To be running an MVP, we need a hypothesis that we want to validate it or invalidate, and our focus should be learning and iteration over growing and adding features.

Let me provide 2 examples that clarify the mindset you need to have in both cases.

Catalog Manager

In an e-commerce company, we had many providers that we were connected to, in order to display to the customer the products available for purchase. Without going too technical, we get products from the provider with its price, availability, descriptions, pictures, etc.

We had the need for a product that would allow a commercial team to manipulate the product information (everything except price and availability) in order to make descriptions, pictures, specs, etc more accurate and attractive for our customers.

So the usual process came in: we had the need, we start discussing what we should do, and many great ideas started to come up. We started discussing things like adding videos, merging multiple descriptions from providers and a ton of cool things that should add value to the solution.

Of course, the time came to actually build it, and before going through a 6 months construction process we decided to take only a few features that were the more important ones, estimated a 1,5 months construction effort, and called it the MVP.

That was it. There was no hypothesis, there was no way to measure the success of the project. There were no learning processes in place. We built it and move on to the next thing.

And the question that I heard 2 months after the project was launched wasn’t “how much better are we selling now that we have it?” but rather “when are we going to be able to add videos?”.

NOTE: just to share how outrageous this is, the tool wasn’t even being used when the videos question came in. Most of the effort was wasted.

Automatic Pricing Policy

Another team I worked with were selling products that were kind of commodity, so price parity was crucial. There was a commercial team that every day will manually check prices against other players and update price policies based on the result. This, of course, covered a selected range of products, it was impossible to manually adjust all of them.

They wanted to automate that process and see if having a more accurate parity over a larger set of products will increase sales.

This was a huge project, with many integrations and many different kinds of policies to apply.

The team was working with 2 weeks iterations, so they came up with a goal: what is the smallest part of this project that we can implement in 2 weeks to see if the hypothesis is true.

The result was amazing, they split the project to apply only to a particular set of products and rules, and incorporated a small manual task (uploading a file from another system rather than automatically connect to it). But they were able to deliver a fast MVP.
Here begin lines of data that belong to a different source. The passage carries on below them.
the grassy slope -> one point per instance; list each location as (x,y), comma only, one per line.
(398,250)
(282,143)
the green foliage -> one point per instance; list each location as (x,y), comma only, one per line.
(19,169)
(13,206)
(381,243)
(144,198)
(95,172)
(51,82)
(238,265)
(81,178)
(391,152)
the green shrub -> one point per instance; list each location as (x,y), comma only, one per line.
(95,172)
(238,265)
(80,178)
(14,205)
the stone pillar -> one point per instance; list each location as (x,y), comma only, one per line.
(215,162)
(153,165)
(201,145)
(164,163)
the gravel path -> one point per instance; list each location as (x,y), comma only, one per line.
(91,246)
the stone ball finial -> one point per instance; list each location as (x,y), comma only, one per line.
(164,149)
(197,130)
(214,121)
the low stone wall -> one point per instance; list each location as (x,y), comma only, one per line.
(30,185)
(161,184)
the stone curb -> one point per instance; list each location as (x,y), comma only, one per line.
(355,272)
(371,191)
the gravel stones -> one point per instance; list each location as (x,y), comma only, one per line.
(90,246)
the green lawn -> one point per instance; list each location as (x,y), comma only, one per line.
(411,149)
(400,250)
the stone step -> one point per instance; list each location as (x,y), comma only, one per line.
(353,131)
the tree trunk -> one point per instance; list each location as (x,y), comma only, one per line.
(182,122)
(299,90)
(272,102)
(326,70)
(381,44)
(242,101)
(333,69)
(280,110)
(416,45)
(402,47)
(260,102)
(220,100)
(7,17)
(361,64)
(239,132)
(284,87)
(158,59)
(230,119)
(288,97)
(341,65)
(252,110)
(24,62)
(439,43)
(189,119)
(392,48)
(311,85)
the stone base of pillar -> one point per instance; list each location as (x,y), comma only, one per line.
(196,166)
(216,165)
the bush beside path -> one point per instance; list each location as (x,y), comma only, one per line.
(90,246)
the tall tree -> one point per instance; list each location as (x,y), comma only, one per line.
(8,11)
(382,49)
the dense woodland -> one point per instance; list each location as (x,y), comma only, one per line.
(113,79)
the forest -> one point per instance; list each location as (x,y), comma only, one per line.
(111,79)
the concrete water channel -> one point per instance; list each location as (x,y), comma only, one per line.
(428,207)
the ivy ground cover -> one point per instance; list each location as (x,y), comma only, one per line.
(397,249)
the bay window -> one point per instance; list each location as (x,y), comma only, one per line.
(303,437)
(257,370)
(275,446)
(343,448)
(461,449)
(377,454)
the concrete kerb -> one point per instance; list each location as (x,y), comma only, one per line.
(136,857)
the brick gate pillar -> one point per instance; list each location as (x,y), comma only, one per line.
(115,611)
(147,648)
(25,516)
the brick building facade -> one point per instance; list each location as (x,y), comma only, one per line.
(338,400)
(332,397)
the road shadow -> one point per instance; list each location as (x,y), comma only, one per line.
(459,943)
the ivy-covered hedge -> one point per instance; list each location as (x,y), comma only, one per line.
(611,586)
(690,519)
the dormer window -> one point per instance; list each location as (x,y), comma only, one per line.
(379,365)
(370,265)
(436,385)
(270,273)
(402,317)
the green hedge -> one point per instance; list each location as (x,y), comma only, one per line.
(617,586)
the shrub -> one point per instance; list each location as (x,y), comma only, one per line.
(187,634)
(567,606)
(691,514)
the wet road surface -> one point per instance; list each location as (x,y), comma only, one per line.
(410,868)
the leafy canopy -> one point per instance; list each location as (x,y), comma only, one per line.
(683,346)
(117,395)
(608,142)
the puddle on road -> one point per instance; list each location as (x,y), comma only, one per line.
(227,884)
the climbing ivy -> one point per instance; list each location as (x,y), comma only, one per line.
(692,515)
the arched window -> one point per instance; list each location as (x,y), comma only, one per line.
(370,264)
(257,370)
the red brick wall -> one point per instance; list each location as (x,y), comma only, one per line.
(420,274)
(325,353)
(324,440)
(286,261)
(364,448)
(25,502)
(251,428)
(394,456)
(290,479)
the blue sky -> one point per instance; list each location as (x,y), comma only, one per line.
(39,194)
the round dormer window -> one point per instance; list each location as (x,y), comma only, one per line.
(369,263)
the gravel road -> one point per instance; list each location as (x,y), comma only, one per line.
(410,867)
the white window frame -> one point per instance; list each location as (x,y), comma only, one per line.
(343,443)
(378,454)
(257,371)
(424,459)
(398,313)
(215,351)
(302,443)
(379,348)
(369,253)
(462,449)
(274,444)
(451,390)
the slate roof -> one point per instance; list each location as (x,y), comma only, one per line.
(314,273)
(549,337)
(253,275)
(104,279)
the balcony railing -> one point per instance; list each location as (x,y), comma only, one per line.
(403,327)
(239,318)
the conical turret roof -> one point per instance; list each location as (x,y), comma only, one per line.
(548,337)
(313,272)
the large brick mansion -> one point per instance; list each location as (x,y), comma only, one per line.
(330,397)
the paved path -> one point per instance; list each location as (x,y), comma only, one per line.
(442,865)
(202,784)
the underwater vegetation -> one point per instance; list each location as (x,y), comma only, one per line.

They had a very well defined metric to test whether the result was a success or not (basically A/B test the conversion rate).

And the MVP was “a failure”. It did not increase sales. But! They found some constraints about how much a price can be lowered, how frequently the process should be executed, even what factors other than price policy might affect parity. They learned. So they updated their backlog. And 15 days later they were releasing another iteration with much more chances of success due to that new knowledge.

Wrapping up

I started this article trying to get you to avoid using the term MVP if you are working as most companies do, in a “Release 1”.

But this truly is a call for using more MVPs 🙂

I created a quick guide that I hope will help define better MVPs that I encourage you to read and use as quick reminder if you find it useful.

But again, this is about having a Lean Experimentation mindset. If you thinking about a new product or feature, think about what benefit or problem you are trying to solve and your hypothesis about why this may achieve that goal.

Think about the truly smallest thing you can build to test that hypothesis. It will help if you set a timebox, like an iteration, where you force to test something with real users in that period.

I hope you can see how beneficial this is, and I also hope you help me spread the word within your organization and get people more accurately defining MVPs vs 1st Release.